In 2016, the National Labor Relations Board ruled that student researchers and teaching assistants at private universities have the right to collectively bargain, starting a wave of graduate student organizing. But in September, Trump’s NLRB made an about-face with a newly-proposed rule that would undercut the right for those students to unionize.
At the heart of the issue is whether or not students who perform work at a university can be considered employees, an issue the NLRB has flip-flopped on over the past 20 years. Now, the board is taking the position that “the relationship these students have with their school is predominately educational rather than economic” — a distinction that Miranda Sklaroff, a second-year PhD student at the University of Pennsylvania calls “a false dichotomy.”
“We are students, but we work a huge number of unrecognized hours that are far outside the educational model,” Sklaroff, a member of GET-UP, the school’s graduate student union, told Inequality.org, questioning how a model in which the school pays graduate workers their livelihood could not be an economic relationship. “We perform labor: in our research, teaching, and taking on administrative duties at the University.”
Rithika Ramamurthy — a doctoral candidate at Brown and a co-chair of Brown’s graduate student employee union’s bargaining committee — agreed. “I would dare any member of that board to come and prepare lectures three times a week, grade a hundred papers over the course of a semester, contribute to award-winning research with faculty, coach and educate students at every academic level, and then tell us to our faces that this is not a job, and hence not an economic relationship,” Ramamurthy said.
“This is an evasive and insulting tactic that is meant to deliberately devalue our work in the name of an antiquated idea that academia is an apprenticeship.”
That’s why graduate students are fighting back. The new rule is open to public comment for 60 days before it can be adopted by the NLRB. Graduate students and the unions that represent them want to make sure the board hears their opposition. They’ve already submitted hundreds of comments in the first week alone.
“We are planning on flooding the NLRB comments submissions with the many ways that show what we do is work, and that our work deserves to be recognized as such,” Ramamurthy said. “We hope to signal that we have power together, just like any group of workers in any other industry.”
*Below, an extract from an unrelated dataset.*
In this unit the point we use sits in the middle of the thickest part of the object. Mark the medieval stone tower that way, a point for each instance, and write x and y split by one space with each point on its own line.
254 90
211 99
What should the board expect to learn from the comment process? “I think that the NLRB will hear very familiar stories of credit card debt, parenting struggles, medical bills, out-of-pocket costs, lack of schedule control, meager salary, and minimal job security,” Ramamurthy said. “I think that these stories will be familiar because they represent a larger labor trend in this country of cutting corners at the expense of labor protections and fair compensation.”
It’s not too surprising that the responses are already pouring in. “I think it can be incredibly hard to hear that your labor doesn’t count for anything, even though many of us knew that this ruling was coming, and graduate worker unions have come together to organize an amazing response,” Sklaroff said. “I also think there has been such an amazing outpouring simply because none of us are willing to give up, ever.”
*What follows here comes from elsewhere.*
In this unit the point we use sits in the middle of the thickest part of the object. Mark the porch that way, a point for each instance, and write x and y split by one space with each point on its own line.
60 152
That’s why the fight over graduate student organizing doesn’t begin and end with the NLRB rule. Despite what the board says, grad students know exactly how much the highly unequal private university system depends on them to function. University administrators take home millions in executive compensation in an academic year, while the median pay for a graduate teaching assistant is about $34,000.
Universities frame the work as a trade-off where graduate students “struggle in the present on the promise that it will lead to secure and stable employment in the future,” according to Ramamurthy. “This is not the state of the academic labor market, nor is it a fair or equitable reflection of the way that university labor actually works.”
The Economic Policy Institute has found that universities increasingly depend on graduate assistants and non-tenure track faculty, as the growth of those positions outpaces the growth of tenured and tenure-track positions, which have significantly higher pay and offer much more stability. Not only does that leave graduate students with more work while they’re in schools, but it also means their future job prospects are diminished after graduation as well.
In other words, “an entire generation of academic workers is being let down and taken advantage of by their universities,” Ramamurthy said. “I think people should know that the labor movement is building momentum and that the current model of the university is unsustainable and cannot continue forever.”
“The adjunctification of the university job market — the change from many full-time, salaried professorships with stability and benefits — to a series of extremely undercompensated impermanent lectureships, has ramifications across academia,” Sklaroff said. “One is that graduate students know that they are getting a not-so-great deal. Add to that the incredible increase in compensation for university administration and you have a pressure-cooker of class unrest.”
“I also think that graduate students simply want more say over their lives,” said Sklaroff. “We don’t want to be paid hardly anything for teaching. We want to own our research. We don’t want to work for institutions that venerate slave-holders or invest in fossil fuels. It is part of a collective awakening within and without the labor movement. We deserve workplace democracy.”